Deckers Brands designs, manufactures and distributes footwear, apparel and accessories. It's most prominent brand is UGG, but it also owns Koolaburra, HOKA ONE ONE, Teva and Sanuk.
It's products are sold around the world in department and specialty stores as well as company-owned and operated retail stores. Deckers also operates an online store at deckers.com.
Another Beat in the Fiscal First Quarter
On July 25, Deckers reported fiscal first quarter 2020 results and again blew by the Zacks Consensus Estimate, this time by 41.7%.
Earnings were a loss of $0.67 versus the consensus of a loss of $1.15.
It was the tenth earnings beat in a row which is an impressive streak given the struggles of some retailers.

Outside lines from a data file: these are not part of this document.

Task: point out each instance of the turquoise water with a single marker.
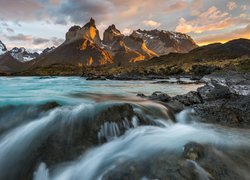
(29, 90)
(66, 142)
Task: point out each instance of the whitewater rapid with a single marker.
(92, 135)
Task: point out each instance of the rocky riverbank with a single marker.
(225, 99)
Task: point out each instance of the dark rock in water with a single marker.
(213, 92)
(233, 111)
(189, 98)
(47, 77)
(204, 69)
(102, 78)
(237, 83)
(175, 106)
(49, 106)
(171, 165)
(141, 95)
(159, 96)
(82, 132)
(193, 151)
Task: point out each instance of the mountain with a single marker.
(22, 55)
(213, 52)
(9, 64)
(48, 50)
(3, 48)
(125, 49)
(165, 42)
(83, 46)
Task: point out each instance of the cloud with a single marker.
(224, 37)
(210, 20)
(152, 23)
(243, 7)
(10, 30)
(19, 37)
(19, 10)
(177, 6)
(231, 5)
(195, 7)
(57, 41)
(127, 31)
(37, 41)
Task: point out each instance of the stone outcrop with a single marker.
(165, 42)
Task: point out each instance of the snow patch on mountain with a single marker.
(3, 48)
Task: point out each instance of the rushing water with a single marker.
(101, 130)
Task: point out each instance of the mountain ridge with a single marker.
(116, 49)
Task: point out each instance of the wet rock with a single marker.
(141, 95)
(233, 112)
(237, 83)
(213, 91)
(189, 98)
(159, 96)
(102, 78)
(49, 105)
(193, 151)
(204, 69)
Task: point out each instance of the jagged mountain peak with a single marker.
(88, 31)
(164, 42)
(111, 34)
(3, 48)
(91, 23)
(22, 55)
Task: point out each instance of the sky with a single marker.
(37, 24)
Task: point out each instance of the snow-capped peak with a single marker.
(22, 55)
(3, 48)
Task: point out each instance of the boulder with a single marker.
(189, 98)
(159, 96)
(204, 69)
(193, 151)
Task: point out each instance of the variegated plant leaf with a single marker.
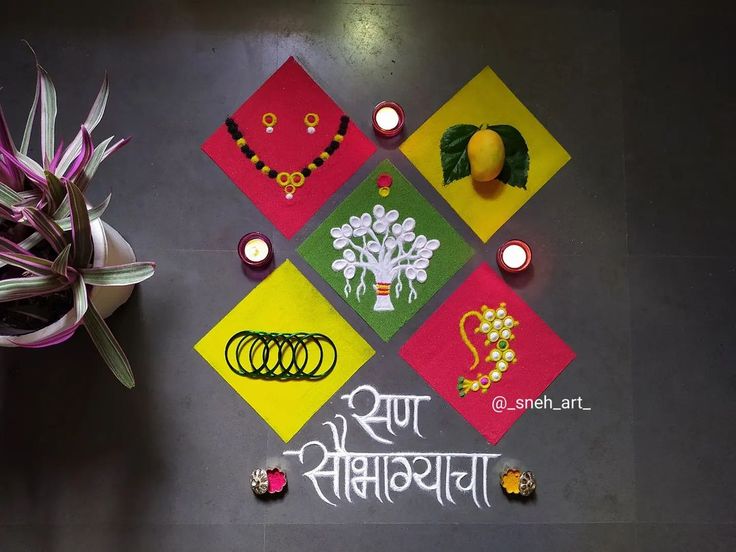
(107, 345)
(119, 275)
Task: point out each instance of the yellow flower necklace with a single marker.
(288, 181)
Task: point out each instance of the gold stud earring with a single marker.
(311, 120)
(269, 121)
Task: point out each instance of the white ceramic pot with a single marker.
(109, 249)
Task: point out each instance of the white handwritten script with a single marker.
(391, 405)
(347, 474)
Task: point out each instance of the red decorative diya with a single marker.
(388, 119)
(276, 480)
(514, 256)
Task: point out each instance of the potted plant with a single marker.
(60, 265)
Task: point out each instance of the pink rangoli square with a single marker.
(492, 345)
(291, 103)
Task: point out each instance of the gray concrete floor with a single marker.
(635, 265)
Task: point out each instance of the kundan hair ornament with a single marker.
(281, 356)
(497, 325)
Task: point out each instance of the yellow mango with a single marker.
(486, 154)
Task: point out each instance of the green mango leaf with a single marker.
(516, 164)
(454, 152)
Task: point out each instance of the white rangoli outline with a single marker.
(379, 244)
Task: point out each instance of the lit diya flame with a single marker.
(514, 256)
(255, 250)
(388, 119)
(384, 182)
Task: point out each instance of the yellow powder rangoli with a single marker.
(497, 325)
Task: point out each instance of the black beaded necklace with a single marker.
(288, 181)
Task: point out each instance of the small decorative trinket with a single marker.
(255, 250)
(271, 481)
(514, 256)
(388, 119)
(384, 182)
(276, 480)
(514, 481)
(259, 481)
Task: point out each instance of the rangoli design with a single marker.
(439, 352)
(386, 248)
(289, 181)
(288, 147)
(497, 325)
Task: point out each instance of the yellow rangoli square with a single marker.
(286, 302)
(485, 206)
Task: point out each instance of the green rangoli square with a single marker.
(385, 256)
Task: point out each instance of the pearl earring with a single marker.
(311, 120)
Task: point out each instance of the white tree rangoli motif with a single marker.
(379, 244)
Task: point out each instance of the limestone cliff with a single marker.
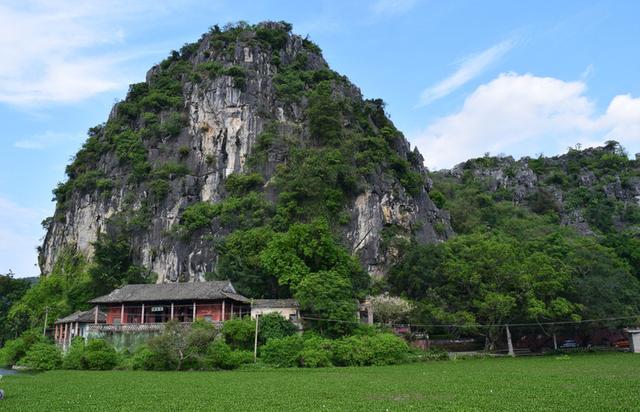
(245, 100)
(594, 190)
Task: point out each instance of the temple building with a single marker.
(146, 308)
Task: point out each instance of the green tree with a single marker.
(11, 290)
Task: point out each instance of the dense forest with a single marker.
(533, 240)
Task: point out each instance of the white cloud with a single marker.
(60, 51)
(392, 7)
(469, 68)
(524, 115)
(47, 140)
(20, 234)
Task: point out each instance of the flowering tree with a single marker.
(389, 309)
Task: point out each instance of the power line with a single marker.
(478, 325)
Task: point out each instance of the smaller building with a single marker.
(634, 339)
(67, 328)
(288, 308)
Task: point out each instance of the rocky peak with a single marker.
(255, 105)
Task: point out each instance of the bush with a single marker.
(197, 215)
(99, 355)
(316, 353)
(388, 349)
(435, 354)
(351, 351)
(43, 356)
(15, 349)
(74, 357)
(239, 333)
(283, 353)
(220, 355)
(146, 359)
(275, 326)
(315, 358)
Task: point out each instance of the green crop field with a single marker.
(578, 382)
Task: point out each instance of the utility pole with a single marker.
(46, 316)
(509, 343)
(255, 340)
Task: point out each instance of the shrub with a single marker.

In the quarter, sales jumped 10.5% to $276.8 million versus $250.6 million in the year ago period.
UGG remains its largest brand as sales rose 1.5% to $138.5 million, up from $136.5 million a year ago.
But HOKA ONE ONE continues to be on fire as sales jumped 69.2% to $79.5 million from $47 million a year ago.
Teva and Sanuk both saw year-over-year sales declines of 4.3% and 23.5%, respectively. Sanuk sales fell to $18.7 million from $24.4 million.
Wholesale sales were also up 10.7% to $196.6 million from $177.6 million a year ago.
Deckers Raised Full Year Guidance
Even though it only gave full year guidance for the first time last quarter, Deckers is already raising it based on the strong first quarter results.
The sales forecast was raised to $2.1 billion to $2.125 billion from $2.095 billion to $2.120 billion.
Earnings are expected to be in the range of $8.40 to $8.60, up from prior guidance of $8.20 to $8.40.
5 analysts raised their estimates after the report, pushing the Zacks Consensus up to $8.65 from $8.45. That's higher than the company's guidance range but it still means an earnings decline of 2.2% from a year ago as it made $8.84 last year.
Fiscal 2021 is looking upbeat as well, with 4 analysts raising and pushing the Zacks Consensus up to $9.47 from $9.28, or an earnings gain of 9.5%.
A Buying Opportunity?
Despite the beat and raise, the shares have been weak over the last month with shares falling 8.1% during that time.
They're down 25% off their 2019 highs and trade with a forward P/E of just 16.5.
The shoe retailers are a cheap group. Competitor Skechers (SKX) is trading with a forward P/E of just 13.
For investors looking for a retailer with strong brands which is trading at an attractive valuation, Deckers is one to keep on your short list.